Uçaktan iniş o heyecan ve karşılama

     Tekrar merhabalar, yolculuğum fazla aktarmalı ve heyecanlı geçmişti ama sonuç olarak sabahın 5'inde de olsa karşılaştığım manzara bunların hepsine değdi dedirtecek türdendi. Soğuk havadan söz etmeden geçemem elbette, o yüzden mutlaka valizinizde kolay çıkarabileceğiniz bir yerde kalın bir giysiniz olmalı. Yoksa ilk haftayı bir yatakta geçirebilirsiniz :)
     Sağolsun ESN Porto'nun bana tahsis etmiş olduğu Buddy beni karşılamaya gelmişti hızlı bir şekilde valizlerimi taksinin bagajına attık ve evin yolunu tuttuk. Eve gelince o meşhur kiralık odalarla karşılaşmış oldum. Bir ev, 3 ayrı oda, 1 mutfak, 1 tuvalet, 1 banyo ve her oda başı 180 euro. Doğrusu pek bana göre değil. Her neyse odalardan biri okullar henüz açılmadığı için (10 Eylül ) boştu, ve ben de oraya yerleştim ev bulana kadar hatta alışana kadar orada kalacaktım. Buddy ve ev arkadaşının aç mısın sorusuna hayır diyemedim ve karşılaşmaktan korktuğum o manzarayla karşı karşıya kaldım, küçücük, ekmekcik diye nitelendirebileceğiniz ve hiç doyurucu olmayacağını sandığım o ekmeğin arasına, dilimlenmiş kaşar peyniri ve domatesi koyarak geri kalan işi tost makinesine bıraktı. Buradan hareketle çoğu Portekiz'linin bu şekilde misafirperver olduğunu düşünmeye başlamıştım ve bunu zamanla daha da iyi anladım zaten. Tostu da yedikten sonra, daha fazla dayanamayıp kendimi yatakta buldum ve yaklaşık olarak 10 saatlik bir uyku uyudum. 

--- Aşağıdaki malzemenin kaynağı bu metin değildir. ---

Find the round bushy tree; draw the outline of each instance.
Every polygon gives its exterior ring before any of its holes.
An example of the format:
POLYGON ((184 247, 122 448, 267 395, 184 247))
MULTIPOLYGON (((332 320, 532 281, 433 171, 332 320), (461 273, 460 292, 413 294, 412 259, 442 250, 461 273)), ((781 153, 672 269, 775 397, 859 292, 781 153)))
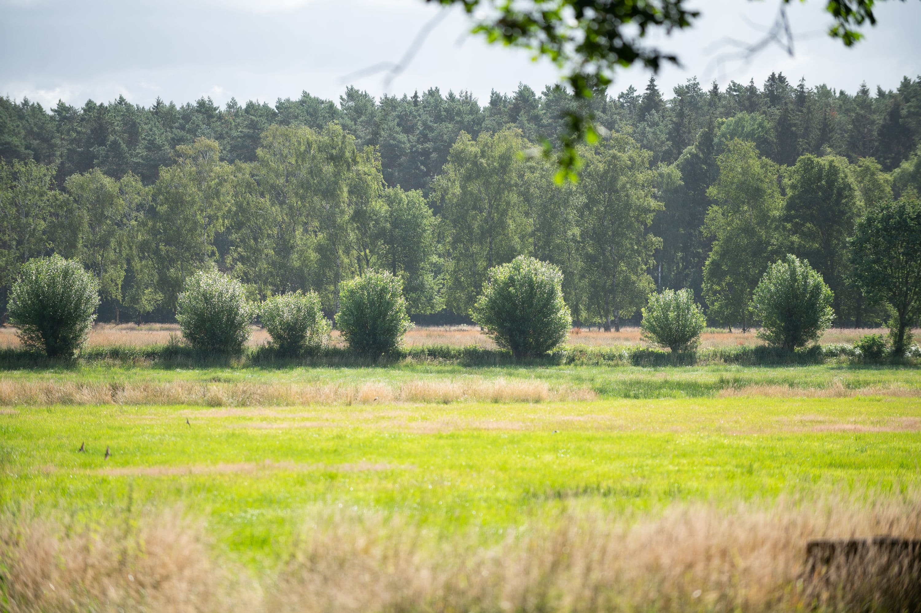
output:
POLYGON ((865 335, 854 343, 854 348, 860 350, 864 360, 874 361, 886 356, 886 339, 882 335, 865 335))
POLYGON ((272 344, 283 353, 319 353, 330 336, 332 326, 314 291, 273 296, 262 302, 260 317, 272 344))
POLYGON ((355 351, 392 351, 412 326, 400 279, 389 272, 368 270, 345 281, 339 293, 336 326, 355 351))
POLYGON ((489 271, 471 314, 496 345, 516 357, 556 348, 572 327, 569 307, 563 301, 563 273, 526 255, 489 271))
POLYGON ((9 295, 9 323, 22 344, 49 358, 71 358, 96 319, 99 284, 78 262, 60 255, 29 260, 9 295))
POLYGON ((672 353, 696 348, 705 326, 704 310, 694 301, 690 289, 666 289, 649 296, 640 324, 643 338, 667 347, 672 353))
POLYGON ((250 338, 252 309, 239 281, 203 271, 186 279, 176 319, 197 351, 239 353, 250 338))
POLYGON ((868 299, 892 307, 892 352, 903 356, 921 315, 921 202, 904 195, 870 206, 849 242, 854 279, 868 299))
POLYGON ((789 351, 818 339, 834 319, 833 298, 809 262, 787 254, 768 266, 752 297, 758 337, 789 351))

Esn'e Buddy başvurusu için bu linki kullanabilirsiniz; www.esnporto.org 

Öncelikle bir giriş yapalım :)

      Merhabalar, birçoğunun hayatın en güzel dönemi olarak adlandırdığı fakat benim hayatın başlangıcı olarak nitelendirdiğim bir ERASMUS dönemine girmiş bulunmaktayım. Bu bloğu açmaktaki asıl amacım hem bilgi ve tecrübelerimi siz değerli okurlarımla paylaşmak hem de -pek sanmıyorum unutabileceğimi ama- bu dönemin benim için kalıcı ve unutamayacağım bir hal almasını sağlamak. 
      Daha önce blog yazma gibi bir tecrübem olmadığı için doğabilecek hatalardan dolayı sizlerden şimdiden özür diliyorum. Hani derler ya sürçülisan ettiysem affola diye işte ondan :)
      Porto sevilesi yaşanılası gezilip görülesi bir yer, zaten hakkında araştırma yaptıysanız bilirsiniz bu yıl Avrupa'nın en iyi destinasyonunun Porto seçildiğini. Umarım sizlere de sevdirebilir ve tercih etmenizi kolaylaştırabilirim.